More fundamentally, the reforms are aimed at ensuring a sound, responsive, competitive and transparent banking system, better suited to the demands of the emerging Nigerian economy and the challenges posed by global and regional integration.

There are already clear signs that the strategy is working. A recent high-profile merger deal between Standard Trust Bank (STB) and United Bank for Africa (UBA) is aimed at creating the largest bank in Nigeria.

Numerous other outline merger deals have also been agreed and are making headway. Indeed, in an attempt to speed up the process the government is even offering incentives for all deals completed before the year end.
Professor Soludo says that more and more institutions are now clearing the minimum capital hurdle, a sign that the industry is already on a firmer footing. “In our consolidation effort, 16 banks are already sure to make the new capital requirement compared to only two banks as at 6 July 2004.”

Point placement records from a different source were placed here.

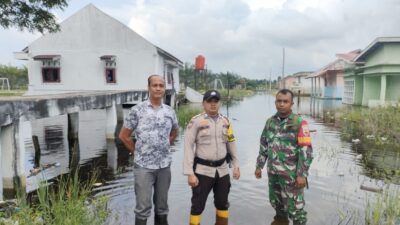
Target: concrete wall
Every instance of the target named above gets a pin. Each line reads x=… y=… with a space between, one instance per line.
x=385 y=54
x=371 y=89
x=392 y=88
x=83 y=38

The changes have received a positive response, both inside the industry and elsewhere, notably from foreign donors and investors.

One of the benefits of an improved financial infrastructure is the greater access to capital to fuel further economic growth, a primary objective of the government. “It is also good news that fresh funds are flowing into Nigeria in response to the emerging investment opportunities in the Nigerian banking sector as a result of the consolidation exercise,” says Soludo.

The CBN is already starting to look at the Nigerian post-merger banking environment, with plans for mandatory risk management measures to ensure continued stability as well as to foster a general climate of transparency and accountability.

The measures would also reduce the potential for bank failures, a problem that has blighted Nigeria in the past. According to Professor Soludo, sound corporate governance structures would provide “a form of insurance” against such an eventuality. He says that the price of the new emerging banks failing is one that the country cannot afford to pay.

The attention to detail underlines the determination of the financial authorities to make sure the reforms succeed, another building block in Nigeria’s re-awakening.